Private jets sitting at Terrace airport. Facebook photo
Private jets sitting at Terrace airport. Facebook photo


The handful of private jets parked on the tarmac at the Terrace airport certainly raised the curiousity of the locals.

As it turned out, those jets had ferried representatives of high-profile American conservation groups in for a fishing excursion on the Ecstall river, south of Prince Rupert on August 12. The only problem is the fiver is closed to angling.

According to the Terrace Standard newspaper, Department of Fisheries and Oceans officers attended the site but fishers presented a food-fishing permit issued by the Lax Kw’alaams band.

The Komaham Lodge, a private retreat owned by Bass Pro Shops, hosted members of the Congressional Sportsmen Foundation, later said the fishing was part of joint research project on low salmon stocks with the Lax Kw’alaams, according to the Standard. Apparently the Lax Kw’alaams issued a six-day permit to the group for the study.

That’s not good enough says Skeena-Bulkley Valley MP Nathan Cullen, who has talked to DFO and the lodge manager about the excursion.

“We’re just trying to understand how this is possible, how a river that is closed to everyone is suddenly open to millionaire Americans,” said Cullen.

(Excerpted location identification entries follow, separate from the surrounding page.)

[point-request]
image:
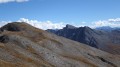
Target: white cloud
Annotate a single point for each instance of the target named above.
(6, 1)
(51, 25)
(43, 24)
(114, 20)
(110, 22)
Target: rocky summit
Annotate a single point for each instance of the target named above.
(22, 45)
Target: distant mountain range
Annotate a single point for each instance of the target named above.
(104, 38)
(22, 45)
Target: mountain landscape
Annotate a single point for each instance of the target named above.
(104, 38)
(22, 45)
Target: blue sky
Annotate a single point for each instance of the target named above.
(67, 11)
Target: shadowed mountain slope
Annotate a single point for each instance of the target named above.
(22, 45)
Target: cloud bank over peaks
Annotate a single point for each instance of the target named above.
(110, 22)
(43, 24)
(7, 1)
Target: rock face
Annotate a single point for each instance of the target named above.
(105, 40)
(26, 46)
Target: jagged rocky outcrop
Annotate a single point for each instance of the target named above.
(98, 38)
(28, 46)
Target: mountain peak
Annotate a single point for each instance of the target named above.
(15, 26)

He added he is trying to contact Bass Pro Shops to also get some answers.

“The sense I get from what they’ve told us is that this was to do science and these are wealthy people who want to donate to conservation work,” said Cullen. “It just has the fringe benefit of fishing on an exclusive and closed river. I’ve got to hear something a lot better than than that because a lot of resident anglers are pretty ticked off.”

He said there has been very limited access for local anglers, which only adds to the local anger.

“Somehow that you can buy your way onto B.C. rivers if you’re a rich American causes me concern,” said Cullen. “I don’t even know how this is legal, never mind possible.”

He has asked the Department of Fisheries and Oceans for a full investigation.